保険料として保険会社に支払う代わりに、自分の口座に積み立てておけばいいだけのこと。

お金に、色はありません。

 

大事な大事なお金を、治療費や介護費だけに限定しなければいけない理由は、どこにもないのです。

 

元気だったら、自分のため、家族のため、世の中のために使えばいいのです。

病気になったら、治療や介護のために使えばいいのです。

少なくとも、保険会社のために使う必要は、どこにもありません。

 

認知症保険を販売する人に、決して悪意はないのかもしれません。

ただ、保険を販売する人たちは、通常は、販売実績に応じて報酬を受け取っているという事実は知っておくとよいでしょう。

 

僕にはどう考えても、この保険に入る必要性がよくわかりません。

認知症の方々やそのご家族と毎日お会いしているからこそ、そう思います。

これこそ、認知症という不安につけこむ「カモ釣り」そのものではないでしょうか。

販売者のモラルの問題というよりも(それもあるかもしれませんが)、誠実とは言えない行動を促す圧力が、自由な競争市場では奨励されてしまっている、という事実を表す端的な一例だと思います。

これぞ、「不道徳な、見えざる手」です。

 

もちろん、保険はすべて必要ない、と極論を言っているのではありません。

でも、同じように、民間の医療保険やがん保険についても、ちょっと立ち止まって考えてみてはいかがでしょうか。

保険料が積み重なると、いくらになるのか。

シンプルに自分の口座への積み立てでは、だめなのか。

病気になったとしても、高額療養費制度があるので、治療費が青天井ということは基本的にありません。

 

西宮市内でも、「西宮ガーデンズ」や「ららぽーと」などの大きなショッピングモールをはじめとして、街中にも数々の「保険ショップ」が店を構えています。

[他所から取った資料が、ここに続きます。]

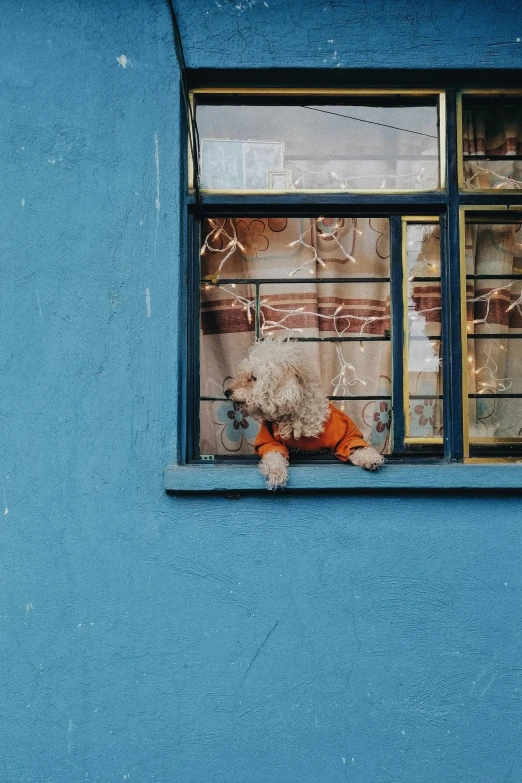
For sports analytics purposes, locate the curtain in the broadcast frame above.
[463,105,522,190]
[466,223,522,439]
[200,218,391,455]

もちろん店舗を持たない保険代理店も、いっぱいあります。

いずれも、たくさんの保険会社の商品を取り扱い、中立・公平なアドバイスをうたっています。

僕も家族で西宮ガーデンズやららぽーとに出かけることはありますが、通りがかった保険ショップで熱心に耳を傾けておられる子育て中のご夫婦をみると、本当に、ヒヤヒヤします。

 

リスクに備えるために、本当に保険が最適なのかどうか。

あらためて考えてみてはいかがでしょうか。